身体中に巻いた包帯に、少し血が滲み出ていた。

『だが…男が本当に強くなれるのは、守りたい人が出来たときだ。』

本当に強くなれるのは…?

オレはどうだ?

傷だらけの掌。
血の滲んだ包帯。

目を瞑れば…。

最後に見た大切な人の泣き顔。

「オレは…。」

ぎゅっと握りこぶしを作る。
爪が手のひらに食い込んで、掌に巻いていた包帯にも血が滲んだ。

悔しかった。
悔しかった。
悔しかった。

悔しかった!

骨折してでもリングを手に入れた、太陽のリングの保持者。
10年後、20年後から駆けつけてきた雷のリングの保持者。
頼るしかなかった。
雨のリング保持者に頼るしかなかった。

「勝ちたかった!」

泣かせたくなかった。
頼りにされたかった。
褒められたかった。
怒らせたくなかった。
役に立ちたかった。

何より、喜ばせたかった。

ほかの誰よりもオレが、あなたを。

「ちくしょうっ…!!!」

ボスっ…!!

布団を両の拳で思い切り叩く。

「ちくしょうちくしょうちくしょうっ…!!」

ボスっ!ボスっ!ボスっ!!

何度も何度も叩いた。
叩いて、叩いて、叩いて。

泣いた。

涙した。

あの時流せなかった涙だ。

あの人が泣いているから泣けなかった。

「十代目ぇ………。

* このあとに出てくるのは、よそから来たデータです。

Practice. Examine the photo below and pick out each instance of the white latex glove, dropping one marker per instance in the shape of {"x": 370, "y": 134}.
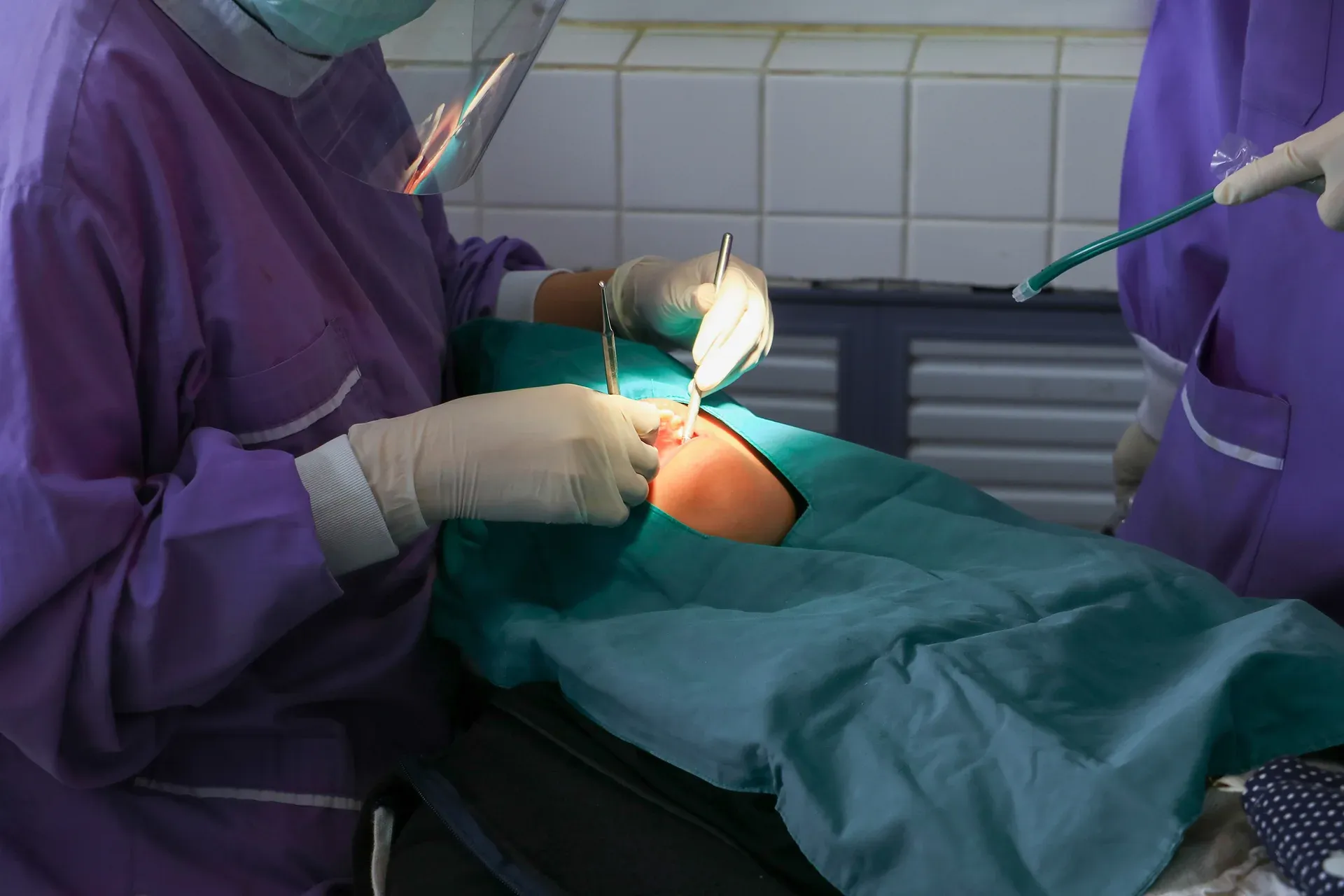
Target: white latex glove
{"x": 1312, "y": 155}
{"x": 553, "y": 454}
{"x": 673, "y": 304}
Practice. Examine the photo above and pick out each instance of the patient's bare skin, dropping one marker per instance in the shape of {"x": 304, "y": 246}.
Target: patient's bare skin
{"x": 718, "y": 484}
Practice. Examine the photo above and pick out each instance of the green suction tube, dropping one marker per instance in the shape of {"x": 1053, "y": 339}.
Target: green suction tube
{"x": 1037, "y": 282}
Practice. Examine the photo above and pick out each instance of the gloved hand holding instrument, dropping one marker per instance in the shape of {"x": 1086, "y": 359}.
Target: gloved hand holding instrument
{"x": 1313, "y": 162}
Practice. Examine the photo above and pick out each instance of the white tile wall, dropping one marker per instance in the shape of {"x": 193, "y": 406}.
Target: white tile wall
{"x": 1102, "y": 57}
{"x": 556, "y": 147}
{"x": 678, "y": 235}
{"x": 587, "y": 46}
{"x": 972, "y": 14}
{"x": 692, "y": 50}
{"x": 570, "y": 239}
{"x": 968, "y": 251}
{"x": 942, "y": 55}
{"x": 691, "y": 141}
{"x": 834, "y": 248}
{"x": 1093, "y": 121}
{"x": 858, "y": 52}
{"x": 980, "y": 148}
{"x": 820, "y": 158}
{"x": 956, "y": 158}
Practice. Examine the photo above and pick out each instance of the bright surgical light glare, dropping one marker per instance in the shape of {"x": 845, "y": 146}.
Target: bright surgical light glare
{"x": 442, "y": 128}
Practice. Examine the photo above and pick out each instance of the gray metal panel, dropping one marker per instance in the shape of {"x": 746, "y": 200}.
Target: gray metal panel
{"x": 1085, "y": 510}
{"x": 1084, "y": 383}
{"x": 987, "y": 466}
{"x": 926, "y": 348}
{"x": 1019, "y": 424}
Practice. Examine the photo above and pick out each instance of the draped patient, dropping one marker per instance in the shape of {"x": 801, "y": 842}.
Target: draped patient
{"x": 717, "y": 482}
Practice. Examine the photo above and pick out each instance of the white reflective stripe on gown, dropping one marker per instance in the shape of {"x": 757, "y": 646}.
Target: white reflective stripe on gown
{"x": 248, "y": 794}
{"x": 1236, "y": 451}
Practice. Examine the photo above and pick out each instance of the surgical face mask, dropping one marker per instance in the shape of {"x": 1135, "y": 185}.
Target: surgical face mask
{"x": 334, "y": 27}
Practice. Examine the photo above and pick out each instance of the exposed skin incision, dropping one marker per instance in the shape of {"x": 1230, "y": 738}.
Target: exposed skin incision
{"x": 717, "y": 484}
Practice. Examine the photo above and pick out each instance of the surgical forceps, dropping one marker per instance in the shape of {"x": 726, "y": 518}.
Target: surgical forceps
{"x": 613, "y": 384}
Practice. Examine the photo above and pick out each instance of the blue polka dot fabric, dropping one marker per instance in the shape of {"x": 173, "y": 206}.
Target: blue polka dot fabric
{"x": 1297, "y": 811}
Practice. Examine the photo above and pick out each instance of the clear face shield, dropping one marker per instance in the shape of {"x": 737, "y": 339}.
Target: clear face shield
{"x": 480, "y": 51}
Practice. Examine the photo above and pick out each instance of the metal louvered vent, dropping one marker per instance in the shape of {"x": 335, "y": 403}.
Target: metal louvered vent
{"x": 799, "y": 383}
{"x": 1034, "y": 425}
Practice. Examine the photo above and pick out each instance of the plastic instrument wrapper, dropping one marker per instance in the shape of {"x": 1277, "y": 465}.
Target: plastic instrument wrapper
{"x": 1231, "y": 156}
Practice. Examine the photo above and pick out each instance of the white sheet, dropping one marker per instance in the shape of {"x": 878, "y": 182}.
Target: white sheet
{"x": 1221, "y": 856}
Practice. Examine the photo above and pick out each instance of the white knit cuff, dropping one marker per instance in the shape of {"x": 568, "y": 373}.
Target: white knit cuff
{"x": 1163, "y": 375}
{"x": 350, "y": 524}
{"x": 518, "y": 293}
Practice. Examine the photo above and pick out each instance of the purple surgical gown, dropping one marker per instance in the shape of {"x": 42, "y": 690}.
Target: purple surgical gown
{"x": 190, "y": 704}
{"x": 1249, "y": 480}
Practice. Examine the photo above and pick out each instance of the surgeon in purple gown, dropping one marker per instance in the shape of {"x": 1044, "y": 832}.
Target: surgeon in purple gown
{"x": 226, "y": 442}
{"x": 1238, "y": 311}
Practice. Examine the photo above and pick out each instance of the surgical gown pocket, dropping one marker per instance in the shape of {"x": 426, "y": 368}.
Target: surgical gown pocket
{"x": 1210, "y": 491}
{"x": 284, "y": 399}
{"x": 1288, "y": 49}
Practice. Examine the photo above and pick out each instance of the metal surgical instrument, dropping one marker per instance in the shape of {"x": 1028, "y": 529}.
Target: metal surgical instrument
{"x": 721, "y": 269}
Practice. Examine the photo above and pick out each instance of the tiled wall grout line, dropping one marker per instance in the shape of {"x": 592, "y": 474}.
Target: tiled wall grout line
{"x": 812, "y": 244}
{"x": 907, "y": 163}
{"x": 1056, "y": 104}
{"x": 762, "y": 136}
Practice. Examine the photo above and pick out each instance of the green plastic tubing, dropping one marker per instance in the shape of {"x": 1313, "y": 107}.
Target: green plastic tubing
{"x": 1037, "y": 282}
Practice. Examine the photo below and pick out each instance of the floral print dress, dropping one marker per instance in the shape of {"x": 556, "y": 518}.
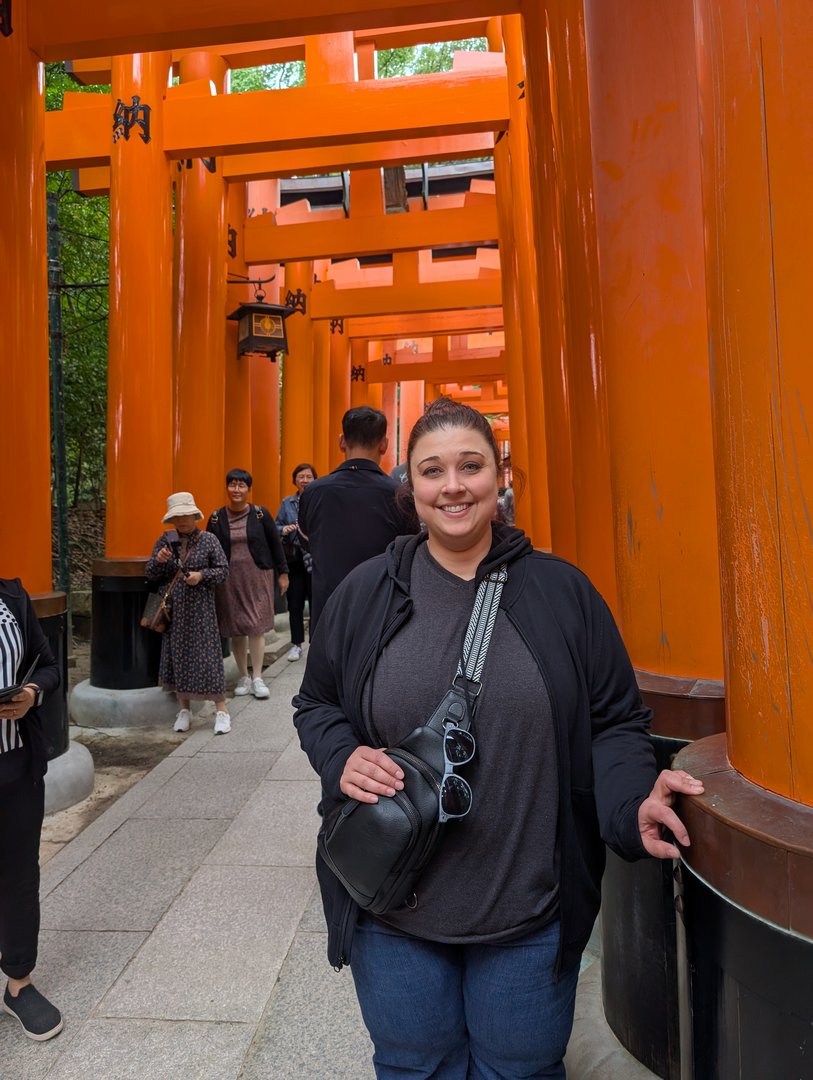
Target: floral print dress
{"x": 191, "y": 655}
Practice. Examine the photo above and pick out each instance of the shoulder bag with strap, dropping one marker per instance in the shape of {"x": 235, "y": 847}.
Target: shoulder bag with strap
{"x": 378, "y": 850}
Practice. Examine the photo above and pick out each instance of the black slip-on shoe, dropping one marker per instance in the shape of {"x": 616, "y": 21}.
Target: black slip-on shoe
{"x": 38, "y": 1017}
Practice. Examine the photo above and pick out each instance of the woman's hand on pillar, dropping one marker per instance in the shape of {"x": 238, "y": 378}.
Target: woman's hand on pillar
{"x": 655, "y": 812}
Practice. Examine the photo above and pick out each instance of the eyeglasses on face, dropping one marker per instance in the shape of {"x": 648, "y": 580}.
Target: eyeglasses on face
{"x": 456, "y": 795}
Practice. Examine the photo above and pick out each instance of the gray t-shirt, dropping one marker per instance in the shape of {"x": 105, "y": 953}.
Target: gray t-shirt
{"x": 496, "y": 875}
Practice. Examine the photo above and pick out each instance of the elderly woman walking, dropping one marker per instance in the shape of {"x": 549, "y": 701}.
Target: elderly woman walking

」

ぎゅっと布団を握り締める。

重みのなくなったチェーン。
傷だらけの身体。

最後に見た大切な人の涙。

優しく抱きしめてくれた腕。

大切なんです。
誰よりも、何よりも、あなたが大切で、オレの一番大切な人で、大事な人で。
いつか出会える、あなたのために今まで頑張ってきた。
力をつけてきたつもりだった。
あなたの役に立つために、守るために、笑顔でいてもらうために、俺は強くなってきたつもりだった。

「強くなりたい。」

もっと。
もっと。
誰よりも、何よりも。

あなたを守るために。

もう二度と。
こんな悔しい思いをしたくない。

もう二度と。
俺のせいであなたを泣かせたくはない。





この世でたった一人の、オレの大切なあなたのために。